W kolejnym fragmencie można usłyszeć rozkazy dotyczące rozmieszczenia czołgów oraz ostrzelania protestujących. „Jarosz. W odległości 300 metrów od dworca zatrzymaj się i skierować lufy w kierunku na dworzec kolejowy. Skierować lufy w kierunku dworca do góry i z dwóch pierwszych oddać strzały. Z dwóch pierwszych oddać strzały ślepą. Wykonywać i obserwować reakcję tłumu. Na wprost strzelać tylko wtedy jak będą szli bezpośrednio na czołgi”.
Górnicy mieli do obrony łańcuchy, kilofy i pręty. Była to największa tragedia stanu wojennego. Odpowiedzialni za jego wprowadzenie, generałowie: Wojciech Jaruzelski i Czesław Kiszczak - obciążany za śmierć górników z Wujka - nigdy nie zostali skazani.
Górnicy rozpoczęli protest 14 grudnia rano, stając w obronie aresztowanego w nocy z 12 na 13 grudnia Jana Ludwiczaka, przewodniczącego Solidarności w Wujku. Stan wojenny i docierające informacje o brutalnych pacyfikacjach innych kopalni skłoniły ich do stawienia oporu. Władze zdecydowały o pacyfikacji kopalni 15 grudnia wieczorem na naradzie Wojewódzkiego Komitetu Obrony. O godzinie 22.00 pułkownik Jerzy Gruba zwołał posiedzenie sztabu w Komendzie Wojewódzkiej Milicji Obywatelskiej w Katowicach.
Uderzenie na kopalnię 16 grudnia poprzedziło użycie armatek wodnych oraz gazów łzawiących, którymi rozpędzono tłum ludzi, w tym kobiety i dzieci, próbujące zatarasować wejście do zakładu. Następnie czołgi rozbiły mur fabryczny i barykadę, torując drogę oddziałom milicji i wojska.

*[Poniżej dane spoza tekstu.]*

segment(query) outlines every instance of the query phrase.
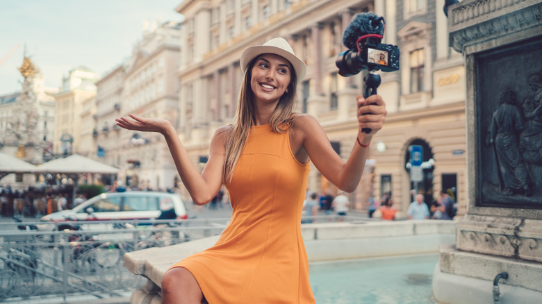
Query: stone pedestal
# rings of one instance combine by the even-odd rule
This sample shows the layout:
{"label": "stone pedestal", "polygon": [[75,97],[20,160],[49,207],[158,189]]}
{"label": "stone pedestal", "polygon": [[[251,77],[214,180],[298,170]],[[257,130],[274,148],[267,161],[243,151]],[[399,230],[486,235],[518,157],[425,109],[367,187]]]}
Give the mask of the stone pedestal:
{"label": "stone pedestal", "polygon": [[356,114],[356,96],[358,90],[353,87],[346,87],[337,94],[337,119],[345,121]]}
{"label": "stone pedestal", "polygon": [[[456,245],[441,247],[437,303],[491,303],[494,283],[502,303],[542,301],[542,159],[527,146],[542,149],[530,138],[539,126],[529,110],[542,103],[535,97],[542,78],[533,81],[542,73],[534,59],[542,54],[540,16],[541,0],[464,0],[448,8],[450,46],[466,59],[469,199]],[[494,282],[502,272],[508,278]]]}
{"label": "stone pedestal", "polygon": [[322,94],[311,94],[307,99],[307,113],[311,115],[318,116],[327,111],[329,106],[329,101]]}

Pluton specjalny ZOMO użył broni palnej. Na miejscu zginęli górnicy: Józef Czekalski - 48 lat, Józef Giza - 24 lata, Ryszard Gzik - 35 lat, Bogusław Kopczak - 28 lat, Zbigniew Wilk - 30 lat i Zenon Zając - 22 lata. W kolejnych dniach w szpitalach od odniesionych ran zmarli: Joachim Gnida - 28 lat, Andrzej Pełka - 19 lat i Jan Stawisiński - 21 lat.
Po pacyfikacji bezpieka zatrzymała 8 przywódców strajku, którzy 3 lutego 1982 roku stanęli przed sądem. Po tygodniowym procesie czterej z nich zostali skazani na kary więzienia od 3 do 4 lat, pozostałych uniewinniono.
W 2009 roku Sąd Najwyższy potwierdził wyroki sądów niższych instancji. Procesu uniknął jeden członek plutonu specjalnego - mieszkający za granicą Jan P., którego sprawa została umorzona. Z kolei trzy dni temu, 13 grudnia, katowicki Sąd Okręgowy skazał byłego zomowca Romana S. na 7 lat więzienia, przy czym na podstawie ustawy o amnestii obniżył karę do 3,5 roku. W grudniu 2015 roku polegli górnicy z Wujka zostali pośmiertnie odznaczeni Krzyżami Wolności i Solidarności.
W 2016 Sejm Rzeczpospolitej w uchwale z okazji 35. rocznicy pacyfikacji kopalni Wujek złożył hołd poległym górnikom i wszystkim ofiarom stanu wojennego.